«Il était une fois une assemblée nationale constituante», ou les balbutiements de la vie démocratique

Assemblée Nationale Constituante (photo - le journalcom)Elle est jeune, intelligente, brillante, belle, passionnée de journalisme, peu connue des médias, et pourtant fine observatrice des rouages du monde politique sur lequel elle pose un regard perspicace, sans concessions. Elle, c’est Nouha Belaïd qui vient de publier à 22 ans, un livre sous le titre «Il était une fois une assemblée nationale constituante», aux éditions Sahar. A travers une approche chronologique, la jeune auteure revient dans cet opus de 300 pages sur une année politique dont l’assemblée nationale constituante est le théâtre.

Préfacé par Abdelkrim Hizaoui, directeur du Centre africain pour la formation des journalistes et des communicateurs, le livre se donne à lire comme une radioscopie des principaux événements qui ont jalonné la vie politique, sociale et culturelle. Le préfacier ne tarit pas d’éloges sur ce travail minutieux dont «l’objectif est d’assurer la documentation sur des mouvements politiques et sociaux pendant une période politique particulière de la Tunisie, à travers une vision jeune qui prouve que le journaliste est l’historien du présent», écrit-il.

Au départ, la journaliste en herbe s’attarde sur le 23 octobre 2011, date mémorable des premières élections libres et démocratiques que la Tunisie n’a jamais connues depuis son indépendance, remportées par le parti islamiste «Ennahdha». Ensuite, tour à tour elle évoque les résultats du scrutin, la manière dont les Tunisiens ont vécue la réception de ce verdict et tente une explication du succès inattendu d’«Al Aridha Echaâbia», focalise sur l’ambiance électrique qui a animé très souvent les débats au sein de la Coupole, tout en signalant la pierre d’achoppement qu’a constituée la question religieuse dans les discussions portant sur l’adoption de la nouvelle Constitution.

Voilà ce qui fait tout l’intérêt de ce premier livre écrit par une plume alerte, révélant par là même une véritable passion pour la chose (res publica) qui a su éviter les travers de la subjectivité et de la vision étriquée des choses. Soucieuse d’objectivité, Nouha Belaïd relève aussi bien les événements positifs que les aspects négatifs de cette première expérience douloureuse de l’apprentissage démocratique que le pays vit depuis le 23 octobre 2011.

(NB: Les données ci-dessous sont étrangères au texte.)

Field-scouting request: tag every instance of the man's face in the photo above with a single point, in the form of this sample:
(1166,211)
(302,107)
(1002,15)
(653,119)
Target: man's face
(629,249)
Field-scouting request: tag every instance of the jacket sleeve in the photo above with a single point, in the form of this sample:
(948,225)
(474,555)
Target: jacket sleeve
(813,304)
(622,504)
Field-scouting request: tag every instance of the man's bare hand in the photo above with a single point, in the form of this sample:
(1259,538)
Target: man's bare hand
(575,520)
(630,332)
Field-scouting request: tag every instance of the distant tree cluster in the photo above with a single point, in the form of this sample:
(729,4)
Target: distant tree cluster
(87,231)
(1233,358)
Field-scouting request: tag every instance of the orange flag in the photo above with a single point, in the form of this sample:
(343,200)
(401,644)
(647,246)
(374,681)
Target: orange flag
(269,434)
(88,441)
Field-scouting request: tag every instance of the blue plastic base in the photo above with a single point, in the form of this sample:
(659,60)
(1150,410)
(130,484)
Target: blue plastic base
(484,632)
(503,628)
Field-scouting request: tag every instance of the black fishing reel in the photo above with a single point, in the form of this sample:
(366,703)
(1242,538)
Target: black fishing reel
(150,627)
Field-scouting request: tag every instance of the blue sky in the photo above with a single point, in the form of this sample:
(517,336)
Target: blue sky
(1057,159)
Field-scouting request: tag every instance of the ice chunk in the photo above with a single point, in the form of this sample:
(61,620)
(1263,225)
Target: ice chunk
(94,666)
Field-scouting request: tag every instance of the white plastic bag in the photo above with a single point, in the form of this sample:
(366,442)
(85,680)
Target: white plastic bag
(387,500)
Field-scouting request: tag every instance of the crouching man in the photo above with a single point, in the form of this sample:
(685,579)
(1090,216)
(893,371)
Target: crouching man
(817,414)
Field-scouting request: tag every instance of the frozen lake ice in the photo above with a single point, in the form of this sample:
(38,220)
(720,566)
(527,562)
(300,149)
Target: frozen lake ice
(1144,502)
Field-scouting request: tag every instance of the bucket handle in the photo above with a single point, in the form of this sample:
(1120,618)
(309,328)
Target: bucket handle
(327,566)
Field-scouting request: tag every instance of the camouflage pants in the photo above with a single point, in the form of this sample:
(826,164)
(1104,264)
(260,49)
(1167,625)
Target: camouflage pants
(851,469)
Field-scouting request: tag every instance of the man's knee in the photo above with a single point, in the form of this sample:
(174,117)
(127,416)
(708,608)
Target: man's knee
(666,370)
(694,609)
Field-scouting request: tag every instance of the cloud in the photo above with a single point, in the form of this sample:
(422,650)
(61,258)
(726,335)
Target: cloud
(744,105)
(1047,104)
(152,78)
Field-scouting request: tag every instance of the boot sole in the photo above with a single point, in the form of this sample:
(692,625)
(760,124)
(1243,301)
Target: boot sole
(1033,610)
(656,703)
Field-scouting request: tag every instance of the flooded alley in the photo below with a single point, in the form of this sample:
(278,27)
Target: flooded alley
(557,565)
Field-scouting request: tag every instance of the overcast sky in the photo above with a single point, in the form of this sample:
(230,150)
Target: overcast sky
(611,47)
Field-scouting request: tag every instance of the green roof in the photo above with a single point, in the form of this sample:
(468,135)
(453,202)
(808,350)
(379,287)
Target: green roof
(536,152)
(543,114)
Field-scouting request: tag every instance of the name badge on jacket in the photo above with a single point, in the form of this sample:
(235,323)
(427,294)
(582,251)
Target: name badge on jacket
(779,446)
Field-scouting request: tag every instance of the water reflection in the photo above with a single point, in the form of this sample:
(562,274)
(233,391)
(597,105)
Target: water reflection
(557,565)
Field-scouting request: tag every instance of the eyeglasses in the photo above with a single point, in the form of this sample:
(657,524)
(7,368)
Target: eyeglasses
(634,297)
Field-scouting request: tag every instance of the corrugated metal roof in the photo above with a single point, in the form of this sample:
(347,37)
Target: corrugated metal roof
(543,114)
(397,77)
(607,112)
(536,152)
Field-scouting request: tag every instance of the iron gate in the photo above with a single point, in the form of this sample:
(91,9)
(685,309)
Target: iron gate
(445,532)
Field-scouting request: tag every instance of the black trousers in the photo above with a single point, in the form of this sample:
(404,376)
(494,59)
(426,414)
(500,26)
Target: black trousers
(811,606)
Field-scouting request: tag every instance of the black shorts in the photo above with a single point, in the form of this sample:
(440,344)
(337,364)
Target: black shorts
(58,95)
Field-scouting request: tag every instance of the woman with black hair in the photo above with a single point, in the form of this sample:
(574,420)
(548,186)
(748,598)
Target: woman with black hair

Par la pertinence de sa démarche, la fraîcheur du regard et la vivacité de l’esprit qui a suivi pas à pas les balbutiements de la vie démocratique à l’intérieur même de l’Assemblée nationale constituante, ce livre-événement de Nouha Belaïd, qui poursuit par ailleurs un mastère en communication, mérite réellement le détour. Avec «Il était une fois une année à l’assemblée nationale», la jeune auteure met définitivement le pied à l’étrier.